Vacher parle de la mort avec lucidité sans jamais tomber dans le piège du « ventriloque manipulant à son gré une marionnette sans âme » (p. 25), sans jamais faire dire n’importe quoi à cette « grande muette » qu’est la mort. Bref, sans jamais tomber dans la facilité. Il réfléchit en tout honnêteté, admet ses propres contradictions, questionnements, peurs, regrets, peines : « la seule chose qui me fasse pleurer ces temps-ci, systématiquement et à chaque fois que j’y pense, c’est la perspective de déserter celle qui aura été le grand amour de ma vie, de l’abandonner à une solitude qu’elle ne souhaite pas » (p. 33-34), mais aussi ses souhaits, comme celui de voir ce même amour recueilli par une nouvelle personne, qui vivrait très longtemps (p. 34). Ce témoignage d’amour prend tout son sens, puisqu’il s’agit du seul aveu de ce genre. En effet, c’est le penseur qui prédomine tout au long de l’ouvrage.
Mais ce livre, divisé en trois parties, ne porte pas exclusivement sur la mort. Dans « Carnet devant la mort », l’auteur réfléchit sur la mort, en plus d’exposer la conception aussi originale qu’audacieuse d’une philosophie qui devrait, plutôt que de s’en détacher, s’allier à la science et qui devrait en finir avec la « valorisation de l’obscurité ». Dans cette même partie, les dernières lignes dénoncent les conditions et situations absurdes auxquelles sont confrontés les malades québécois. Dans « Fragments autobiographiques », il retrace son propre parcours et exprime en quoi les souverainistes l’ont fait changer d’idée par rapport à l’indépendance du Québec. Vacher y présente également sa définition de l’art et de la critique d’art.
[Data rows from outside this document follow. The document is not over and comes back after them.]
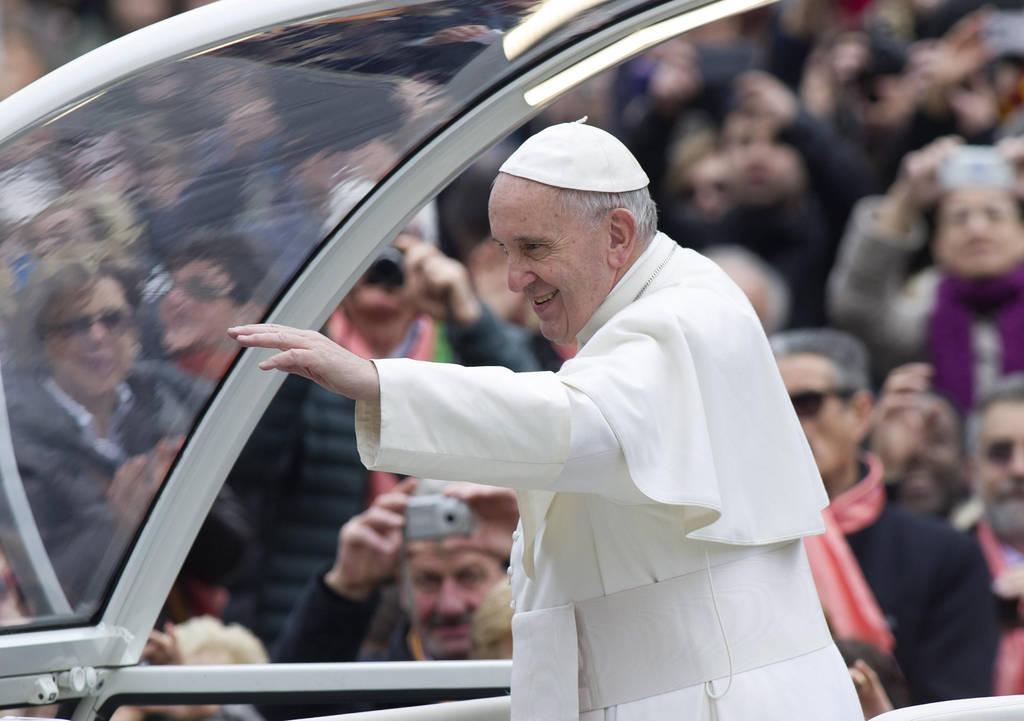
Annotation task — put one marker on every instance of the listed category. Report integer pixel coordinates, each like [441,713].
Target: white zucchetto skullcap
[578,157]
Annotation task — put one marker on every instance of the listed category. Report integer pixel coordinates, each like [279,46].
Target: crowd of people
[855,166]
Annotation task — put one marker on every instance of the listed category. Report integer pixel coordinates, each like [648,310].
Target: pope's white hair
[594,206]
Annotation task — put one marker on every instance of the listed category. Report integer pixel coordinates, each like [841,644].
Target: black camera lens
[386,269]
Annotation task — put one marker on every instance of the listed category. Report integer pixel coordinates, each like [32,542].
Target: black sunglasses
[115,322]
[808,404]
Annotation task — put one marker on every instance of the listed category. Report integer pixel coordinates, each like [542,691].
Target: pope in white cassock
[665,482]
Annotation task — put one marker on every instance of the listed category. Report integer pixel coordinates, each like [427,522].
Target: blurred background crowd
[857,166]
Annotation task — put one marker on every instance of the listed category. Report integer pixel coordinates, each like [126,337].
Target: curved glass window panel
[139,224]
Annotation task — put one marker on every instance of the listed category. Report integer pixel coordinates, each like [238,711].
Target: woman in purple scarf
[966,314]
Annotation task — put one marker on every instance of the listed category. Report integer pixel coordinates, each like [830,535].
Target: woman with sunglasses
[94,431]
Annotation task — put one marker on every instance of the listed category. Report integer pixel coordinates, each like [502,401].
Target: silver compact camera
[436,516]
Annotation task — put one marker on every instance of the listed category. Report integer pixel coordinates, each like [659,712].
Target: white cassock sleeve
[488,425]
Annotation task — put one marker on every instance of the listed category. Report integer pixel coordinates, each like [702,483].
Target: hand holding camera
[438,285]
[370,544]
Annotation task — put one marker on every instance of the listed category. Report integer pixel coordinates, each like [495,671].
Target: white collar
[111,446]
[630,286]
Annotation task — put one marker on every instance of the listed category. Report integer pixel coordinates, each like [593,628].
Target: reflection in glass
[216,177]
[93,429]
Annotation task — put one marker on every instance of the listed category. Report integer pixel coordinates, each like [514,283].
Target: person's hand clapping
[135,481]
[312,355]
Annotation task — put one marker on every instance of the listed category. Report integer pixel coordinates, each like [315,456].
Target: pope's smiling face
[565,264]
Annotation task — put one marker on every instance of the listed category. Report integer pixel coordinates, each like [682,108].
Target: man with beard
[906,583]
[440,582]
[997,465]
[919,435]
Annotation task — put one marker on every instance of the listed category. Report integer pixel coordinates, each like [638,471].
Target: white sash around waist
[666,636]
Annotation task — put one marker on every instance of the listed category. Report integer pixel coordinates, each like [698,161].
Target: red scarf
[1010,661]
[850,605]
[342,332]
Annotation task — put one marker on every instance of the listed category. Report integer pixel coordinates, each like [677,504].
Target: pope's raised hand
[311,355]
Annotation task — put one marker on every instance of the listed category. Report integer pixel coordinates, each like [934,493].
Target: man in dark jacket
[929,583]
[440,582]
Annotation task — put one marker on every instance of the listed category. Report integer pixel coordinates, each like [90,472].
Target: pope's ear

Sa définition de l’art, qui comprend quatre volets, implique une étude objective d’une œuvre tout en soumettant quelques critères qui tiennent compte du jugement de valeur. Toujours audacieusement, Vacher rejette toute conception de la postmodernité, notamment parce que la religion, qui est encore très présente de nos jours, lui apparaît au cœur même des conflits entre Anciens et Modernes. Il sera d’ailleurs fort intéressant pour le lecteur de mettre en parallèle ces propos sur l’art avec la dernière partie du livre « Mon vingtième siècle Matériaux pour un projet » où il trouvera une liste d’œuvres du XXe siècle, qui ont marqué l’auteur. Dans cette liste, la quasi absence d’œuvres littéraires québécoises est notable, mais il est aussi vrai que cette liste incomplète aurait pu être étoffée s’il avait mené à terme son projet.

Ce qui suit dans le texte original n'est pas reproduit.